I can not find a linear (non-circular) sequence of definitions that allows me to define and evaluate (four) momentum and kinetic energy in relativistic context.

  • $\begingroup$ Energy is the time component of the 4-vector. The invariant mass is the norm in all frames of reference. You need a metric for taking inner products, e.g. (-1, 1, 1, 1). Then, $-E^2 + p^2 = -m^2$, where I use $c = 1$. Then the above relation comes out. I think you have some typos in your question, like $p^2c^2$ and I don't understand how you define momentum in terms of position. $\endgroup$
    – user196418
    Dec 15, 2020 at 13:03
  • $\begingroup$ @ggcg: fixed typo and "a)" clarified. $\endgroup$ Dec 15, 2020 at 13:21
  • $\begingroup$ Ask yourself what is $\gamma$, and how that relates to the Lorentz transform. Many of your definitions are all self consistent. I am not sure what you mean by "as linear as possible" in your comment. $T = E - mc^2$, total energy minus rest mass energy. Your comments b1 and b2 are self $\endgroup$
    – user196418
    Dec 15, 2020 at 13:33
  • $\begingroup$ Don't use Wikipedia for learning. I check out that link and it's just a long list of factoids, which may all be correct but don't illuminate what is going on. All of your definitions seem self consistent. I think the biggest issue is understanding that energy is not a scalar in relativity, like time and space mix, energy and momentum mix. $\endgroup$
    – user196418
    Dec 15, 2020 at 13:36
  • $\begingroup$ @ggcg: if I obtain value $T$ from value of $\mathbf{p}$, value of $\mathbf{p}$ from $E$ and $E$ from $T$ is a loop. If obtain $p$ from $L$, $L$ from $E$ and $E$ from $p$, it is a loop. By linear I mean a sequence of definitions and inferences without loops. $\endgroup$ Dec 15, 2020 at 13:36

1 Answer 1


First, it is a mistake to worry about "loops". A loop simply says that a set of concepts is self-consistent. There is nothing wrong with self-consistency, in fact, it is pretty important. Once you have a self-consistent set of statements then you can usually arbitrarily label one set as "definitions/assumptions/axioms" and the rest as "results/conclusions/theorems". The choice of which statements belong in which category is inherently somewhat arbitrary and different authors are free to change them.

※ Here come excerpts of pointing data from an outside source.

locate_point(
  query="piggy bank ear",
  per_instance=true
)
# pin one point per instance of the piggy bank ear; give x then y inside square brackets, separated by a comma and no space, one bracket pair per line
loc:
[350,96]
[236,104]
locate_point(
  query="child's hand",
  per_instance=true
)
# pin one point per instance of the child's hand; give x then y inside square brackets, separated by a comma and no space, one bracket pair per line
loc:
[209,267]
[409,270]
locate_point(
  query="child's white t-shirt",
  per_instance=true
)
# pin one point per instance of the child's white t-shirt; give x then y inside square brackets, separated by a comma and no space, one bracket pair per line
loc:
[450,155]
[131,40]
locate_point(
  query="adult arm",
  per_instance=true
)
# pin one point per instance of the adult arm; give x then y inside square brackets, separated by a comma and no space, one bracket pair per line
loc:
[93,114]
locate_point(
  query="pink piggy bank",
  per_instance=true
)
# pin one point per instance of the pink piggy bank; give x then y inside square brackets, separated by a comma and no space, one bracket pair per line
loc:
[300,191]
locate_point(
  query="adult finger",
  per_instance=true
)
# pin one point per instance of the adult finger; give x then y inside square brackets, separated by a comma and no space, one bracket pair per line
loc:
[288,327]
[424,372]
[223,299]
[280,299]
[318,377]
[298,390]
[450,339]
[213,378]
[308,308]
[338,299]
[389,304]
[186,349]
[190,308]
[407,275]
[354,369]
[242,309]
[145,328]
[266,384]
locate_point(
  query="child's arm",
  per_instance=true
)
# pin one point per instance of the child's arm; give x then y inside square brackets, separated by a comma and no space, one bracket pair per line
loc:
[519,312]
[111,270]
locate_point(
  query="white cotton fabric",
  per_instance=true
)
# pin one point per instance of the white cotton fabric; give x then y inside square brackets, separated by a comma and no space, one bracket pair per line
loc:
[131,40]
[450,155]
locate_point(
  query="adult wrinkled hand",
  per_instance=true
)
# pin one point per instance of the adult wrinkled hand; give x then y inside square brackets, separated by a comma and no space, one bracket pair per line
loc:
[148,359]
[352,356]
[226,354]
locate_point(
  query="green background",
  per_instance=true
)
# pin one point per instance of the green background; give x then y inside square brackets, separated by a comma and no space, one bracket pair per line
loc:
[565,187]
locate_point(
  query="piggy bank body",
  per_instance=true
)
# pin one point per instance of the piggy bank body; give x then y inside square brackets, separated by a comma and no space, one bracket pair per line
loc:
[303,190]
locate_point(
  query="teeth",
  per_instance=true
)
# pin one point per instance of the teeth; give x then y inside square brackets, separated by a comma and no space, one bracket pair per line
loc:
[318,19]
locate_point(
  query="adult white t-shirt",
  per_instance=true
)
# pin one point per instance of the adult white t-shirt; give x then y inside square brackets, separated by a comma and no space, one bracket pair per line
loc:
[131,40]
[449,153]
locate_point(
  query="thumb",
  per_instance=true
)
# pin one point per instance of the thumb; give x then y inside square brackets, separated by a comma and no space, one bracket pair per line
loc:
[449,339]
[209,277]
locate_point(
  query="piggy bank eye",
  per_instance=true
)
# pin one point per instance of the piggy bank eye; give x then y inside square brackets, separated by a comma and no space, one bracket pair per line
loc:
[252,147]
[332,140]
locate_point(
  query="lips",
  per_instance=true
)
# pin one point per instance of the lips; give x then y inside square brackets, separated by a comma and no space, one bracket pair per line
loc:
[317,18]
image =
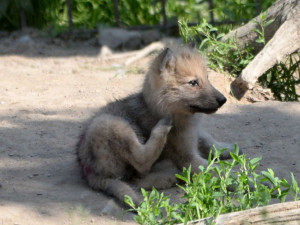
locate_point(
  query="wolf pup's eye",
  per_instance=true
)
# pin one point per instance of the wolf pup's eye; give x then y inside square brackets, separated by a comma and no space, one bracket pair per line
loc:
[193,83]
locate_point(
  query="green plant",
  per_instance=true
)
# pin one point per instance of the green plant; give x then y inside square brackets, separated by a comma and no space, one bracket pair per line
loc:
[222,55]
[221,187]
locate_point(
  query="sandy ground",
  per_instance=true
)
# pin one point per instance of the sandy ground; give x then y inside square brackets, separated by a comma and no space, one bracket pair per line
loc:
[47,90]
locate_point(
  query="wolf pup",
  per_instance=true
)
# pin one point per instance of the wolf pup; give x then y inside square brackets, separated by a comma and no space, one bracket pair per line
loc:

For example, Einstein assumed his two postulates from which he derived the Lorentz transform. Lorentz postulated the Lorentz transform from which the two postulates can be derived. Other authors have derived the Lorentz transforms starting from assumptions about isotropy and homogeneity, which Einstein would have derived from the Lorentz transform. All of those approaches are valid.

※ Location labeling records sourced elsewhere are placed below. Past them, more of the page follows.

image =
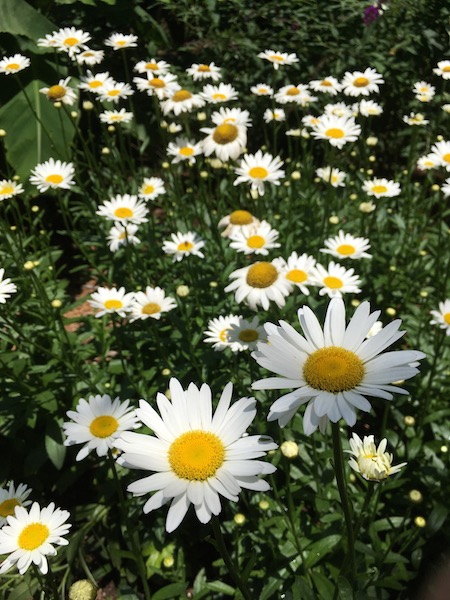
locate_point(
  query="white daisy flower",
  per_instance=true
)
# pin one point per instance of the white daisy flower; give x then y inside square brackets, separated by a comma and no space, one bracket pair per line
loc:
[259,284]
[214,94]
[278,58]
[256,240]
[97,423]
[6,287]
[13,64]
[381,188]
[259,168]
[121,235]
[217,332]
[53,174]
[203,71]
[124,209]
[61,92]
[335,280]
[111,300]
[10,497]
[345,245]
[337,130]
[374,464]
[361,83]
[332,369]
[182,245]
[9,189]
[151,188]
[29,537]
[441,317]
[297,270]
[119,41]
[197,456]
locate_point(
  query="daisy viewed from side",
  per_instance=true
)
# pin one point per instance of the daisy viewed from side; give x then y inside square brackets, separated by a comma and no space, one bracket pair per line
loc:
[196,456]
[332,369]
[97,422]
[30,536]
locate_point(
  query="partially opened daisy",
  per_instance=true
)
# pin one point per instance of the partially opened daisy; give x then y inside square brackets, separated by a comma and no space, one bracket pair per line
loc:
[30,536]
[333,369]
[97,422]
[195,456]
[53,174]
[258,169]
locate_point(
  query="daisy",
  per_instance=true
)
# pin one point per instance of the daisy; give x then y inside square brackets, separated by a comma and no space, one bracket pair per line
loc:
[6,287]
[218,330]
[202,71]
[381,188]
[10,498]
[259,168]
[119,41]
[245,334]
[13,64]
[441,317]
[151,188]
[29,537]
[184,150]
[337,130]
[9,188]
[181,101]
[124,209]
[374,464]
[361,83]
[329,85]
[332,176]
[278,58]
[335,280]
[258,240]
[97,423]
[345,245]
[61,92]
[334,369]
[52,174]
[116,116]
[182,245]
[297,270]
[121,235]
[111,300]
[258,284]
[197,456]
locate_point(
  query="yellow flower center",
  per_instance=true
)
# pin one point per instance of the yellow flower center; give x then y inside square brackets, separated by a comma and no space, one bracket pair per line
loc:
[255,241]
[8,506]
[333,370]
[151,308]
[361,82]
[55,178]
[241,217]
[181,95]
[226,133]
[33,536]
[248,335]
[333,283]
[258,172]
[123,212]
[296,276]
[346,249]
[105,425]
[196,455]
[334,132]
[261,275]
[56,92]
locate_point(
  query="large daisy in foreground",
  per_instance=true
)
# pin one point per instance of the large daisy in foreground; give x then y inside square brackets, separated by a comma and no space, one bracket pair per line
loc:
[196,456]
[334,369]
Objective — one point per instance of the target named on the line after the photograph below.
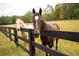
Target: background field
(67, 47)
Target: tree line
(63, 11)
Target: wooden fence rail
(72, 36)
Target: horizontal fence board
(72, 36)
(25, 49)
(50, 51)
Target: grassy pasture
(67, 47)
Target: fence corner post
(15, 36)
(31, 40)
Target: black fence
(72, 36)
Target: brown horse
(39, 24)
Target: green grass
(8, 48)
(66, 47)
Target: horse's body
(47, 40)
(39, 24)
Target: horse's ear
(40, 11)
(33, 10)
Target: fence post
(6, 32)
(10, 34)
(15, 36)
(31, 40)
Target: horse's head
(18, 24)
(37, 18)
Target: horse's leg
(56, 43)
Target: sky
(20, 7)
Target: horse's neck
(44, 25)
(23, 25)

For your specific case, you may simply define the four-momentum as $p^{\mu}=mu^{\mu}$ where $u^{\mu}=\frac{d}{d \tau}x^{\mu}$ is the four-velocity. Then everything else can be derived. But be aware that other authors may have taken a different definition and then derived the above expression. That is not a problem.

In particular, here it can be shown from the above that in an inertial frame $p^{\mu} = (E/c,p_x,p_y,p_z)$. Then $p^{\mu}p_{\mu}=E^2/c^2-\vec p^2 = m^2 c^2$. In the rest frame this simplifies to $E_{rest}=mc^2$. So the kinetic energy is simply the total energy minus the rest energy $E-mc^2$, which simplifies to the usual expression.